Senin, 01 April 2024

Kasus Korupsi Komoditas Timah di Provinsi Bangka Belitung Berdampak pada Perekonomian Masyarakat

Kasus Korupsi Komoditas Timah di Provinsi Bangka Belitung Berdampak pada Perekonomian Masyarakat



    Baru-baru ini, Bangka Belitung di hebohkan dengan berita dugaan korupsi komoditas timah. Terjadinya dugaan kasus korupsi tata niaga timah di Provinsi Bangka Belitung terutama di Bangka Tengah ini telah di usut oleh Kejaksaan agung. Upaya Kejaksaan Agung mengusut skandal korupsi tata niaga komoditas timah di Bangka Belitung seharusnya tak berhenti pada keterlibatan bekas anggota direksi PT Timah Tbk dan sejumlah pengusaha, seperti Tamron Tamsil. Penanganan perkara ini mesti membongkar beking penikmat hasil tambang ilegal yang menimbulkan kerugian lingkungan bernilai Rp 271 triliun itu. Dugaan adanya orang berpengaruh dalam kasus ini muncul setelah Kejaksaan menangkap Suparta dan Reza Andriansyah, keduanya anggota direksi PT Refined Bangka Tin (RBT). Berdasarkan alat bukti yang diperoleh, penyidik meyakini Suparta dan Reza aktif menginisiasi rapat dengan pihak PT Timah agar mau menampung bijih timah dari sejumlah perusahaan yang menambang secara ilegal di wilayah PT Timah. PT RBT disebut berkaitan dengan Robert Priantono Bonosusatya, pengusaha timah yang dekat dengan banyak pejabat kepolisian.

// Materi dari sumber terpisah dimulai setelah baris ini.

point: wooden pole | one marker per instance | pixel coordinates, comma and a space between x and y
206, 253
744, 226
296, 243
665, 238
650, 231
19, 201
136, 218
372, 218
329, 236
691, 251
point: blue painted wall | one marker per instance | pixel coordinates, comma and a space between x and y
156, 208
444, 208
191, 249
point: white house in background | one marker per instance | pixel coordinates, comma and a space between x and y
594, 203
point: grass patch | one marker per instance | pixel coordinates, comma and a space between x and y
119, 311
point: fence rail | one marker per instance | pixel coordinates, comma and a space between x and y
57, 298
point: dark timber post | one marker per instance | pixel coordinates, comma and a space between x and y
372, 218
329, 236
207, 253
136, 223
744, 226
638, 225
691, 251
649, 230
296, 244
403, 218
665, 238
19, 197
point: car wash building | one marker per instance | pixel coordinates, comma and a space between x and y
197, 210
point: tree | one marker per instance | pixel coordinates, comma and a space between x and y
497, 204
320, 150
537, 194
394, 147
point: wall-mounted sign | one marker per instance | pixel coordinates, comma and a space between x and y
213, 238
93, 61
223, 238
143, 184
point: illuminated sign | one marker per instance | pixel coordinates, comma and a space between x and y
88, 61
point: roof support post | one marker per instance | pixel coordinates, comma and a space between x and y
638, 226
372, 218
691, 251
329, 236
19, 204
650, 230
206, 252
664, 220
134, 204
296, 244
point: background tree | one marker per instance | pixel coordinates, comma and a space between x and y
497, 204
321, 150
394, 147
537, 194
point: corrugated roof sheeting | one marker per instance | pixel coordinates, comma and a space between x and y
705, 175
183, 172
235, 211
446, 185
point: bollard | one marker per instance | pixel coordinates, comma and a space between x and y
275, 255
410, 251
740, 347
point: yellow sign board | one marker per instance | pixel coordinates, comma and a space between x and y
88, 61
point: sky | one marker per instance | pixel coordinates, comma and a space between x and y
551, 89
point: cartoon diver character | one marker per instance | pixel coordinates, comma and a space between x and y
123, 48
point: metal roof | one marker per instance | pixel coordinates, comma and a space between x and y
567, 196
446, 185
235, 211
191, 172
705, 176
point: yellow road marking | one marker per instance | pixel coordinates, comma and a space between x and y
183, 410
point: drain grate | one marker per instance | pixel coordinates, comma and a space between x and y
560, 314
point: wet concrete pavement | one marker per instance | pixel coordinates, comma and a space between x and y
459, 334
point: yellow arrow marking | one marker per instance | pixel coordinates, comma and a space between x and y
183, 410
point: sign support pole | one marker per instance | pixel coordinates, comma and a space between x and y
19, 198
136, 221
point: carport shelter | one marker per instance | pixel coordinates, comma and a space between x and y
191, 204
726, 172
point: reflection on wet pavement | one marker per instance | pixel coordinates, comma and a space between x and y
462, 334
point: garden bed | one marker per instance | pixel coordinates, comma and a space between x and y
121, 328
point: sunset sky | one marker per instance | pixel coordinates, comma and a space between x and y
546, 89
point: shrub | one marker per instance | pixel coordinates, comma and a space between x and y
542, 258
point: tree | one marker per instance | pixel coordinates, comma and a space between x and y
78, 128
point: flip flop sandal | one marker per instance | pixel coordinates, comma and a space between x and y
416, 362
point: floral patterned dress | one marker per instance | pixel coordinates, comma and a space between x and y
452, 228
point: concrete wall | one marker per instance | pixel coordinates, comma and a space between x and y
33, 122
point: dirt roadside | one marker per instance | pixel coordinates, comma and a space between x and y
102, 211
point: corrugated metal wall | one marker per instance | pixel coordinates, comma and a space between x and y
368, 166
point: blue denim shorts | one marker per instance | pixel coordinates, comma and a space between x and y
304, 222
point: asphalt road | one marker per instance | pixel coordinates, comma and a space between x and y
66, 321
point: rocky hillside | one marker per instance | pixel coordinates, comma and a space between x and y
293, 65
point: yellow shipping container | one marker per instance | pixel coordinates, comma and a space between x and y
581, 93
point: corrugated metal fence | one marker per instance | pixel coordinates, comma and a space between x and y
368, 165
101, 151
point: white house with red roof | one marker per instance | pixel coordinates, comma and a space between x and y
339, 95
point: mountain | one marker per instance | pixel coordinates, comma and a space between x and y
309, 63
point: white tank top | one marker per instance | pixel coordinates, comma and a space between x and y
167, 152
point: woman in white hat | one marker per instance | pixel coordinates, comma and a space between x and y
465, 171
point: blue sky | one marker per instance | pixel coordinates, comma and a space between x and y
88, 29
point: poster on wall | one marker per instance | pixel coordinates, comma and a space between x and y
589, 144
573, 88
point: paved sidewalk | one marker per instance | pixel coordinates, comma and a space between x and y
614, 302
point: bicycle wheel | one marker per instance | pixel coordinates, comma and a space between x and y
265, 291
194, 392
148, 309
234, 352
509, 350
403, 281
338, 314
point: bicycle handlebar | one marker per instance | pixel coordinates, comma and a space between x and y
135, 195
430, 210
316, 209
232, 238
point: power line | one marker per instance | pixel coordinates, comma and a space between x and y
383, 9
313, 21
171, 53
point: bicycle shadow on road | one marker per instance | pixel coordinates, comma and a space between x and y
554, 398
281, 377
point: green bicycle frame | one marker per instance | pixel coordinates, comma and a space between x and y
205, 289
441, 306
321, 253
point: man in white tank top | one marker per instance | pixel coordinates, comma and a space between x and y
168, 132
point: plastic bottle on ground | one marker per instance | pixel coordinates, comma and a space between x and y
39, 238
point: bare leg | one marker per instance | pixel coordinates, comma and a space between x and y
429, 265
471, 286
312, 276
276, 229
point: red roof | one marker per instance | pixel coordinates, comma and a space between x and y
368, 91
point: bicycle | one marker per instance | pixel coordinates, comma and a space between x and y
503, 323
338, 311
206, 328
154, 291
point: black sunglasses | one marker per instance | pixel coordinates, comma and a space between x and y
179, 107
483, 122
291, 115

   Kecurigaan bahwa pebisnis ini membekingi penambangan liar tergambar dari informasi Ketua Dewan Perwakilan Daerah AA La Nyalla Mahmud Mattalitti. Menelusuri sengkarut perdagangan timah di Bangka Belitung pada 2019, ia menerima laporan dari 27 pemilik smelter yang operasinya dihentikan oleh kepolisian karena aktivitas mereka dianggap ilegal. Para pengusaha smelter itu sebelumnya dilaporkan ke Badan Reserse Kriminal Kepolisian RI. Puluhan perusahaan itu lantas diminta menjual mineral mentah ke PT Timah. Anehnya, PT Timah justru menunjuk lima smelter menjadi mitra, termasuk PT RBT. Pertalian antara aparat dan pengusaha beking tambang ilegal tak sekadar menguntungkan mereka secara finansial. Institusi penegak hukum bahkan memberikan "perlindungan" bagi pihak yang seharusnya diproses hukum. Dalam perkara tambang timah ilegal di Bangka Belitung, pengusaha kuat yang diduga terlibat belum tersentuh proses hukum.

    Kejaksaan Agung memang sudah menetapkan 14 tersangka dalam penanganan perkara korupsi tata niaga timah di Bangka Belitung ini. Meski begitu, Kejaksaan Agung harus berani menyeret pebisnis tambang berpengaruh yang selama ini menyokong serta meraup untung dari aktivitas tambang ilegal, bukan sekadar menjerat tersangka di level manajemen dan pengusaha yang korporasinya cuma dijadikan boneka. Penangkapan Suparta dan Reza serta belasan tersangka lain semestinya menjadi pintu masuk untuk mengungkap peran dan keterlibatan para beking. Dugaan kongkalikong antara pebisnis dan berbagai pihak untuk melindungi aktivitas tambang ilegal harus diselisik, termasuk membuka kemungkinan adanya persekongkolan koruptif antara pengusaha dan aparat penegak hukum. Kalau memang ditemukan bukti yang kuat, Kejaksaan Agung tak boleh gentar mengusut dan menyeret siapa pun yang terlibat perkara perizinan tambang timah ini.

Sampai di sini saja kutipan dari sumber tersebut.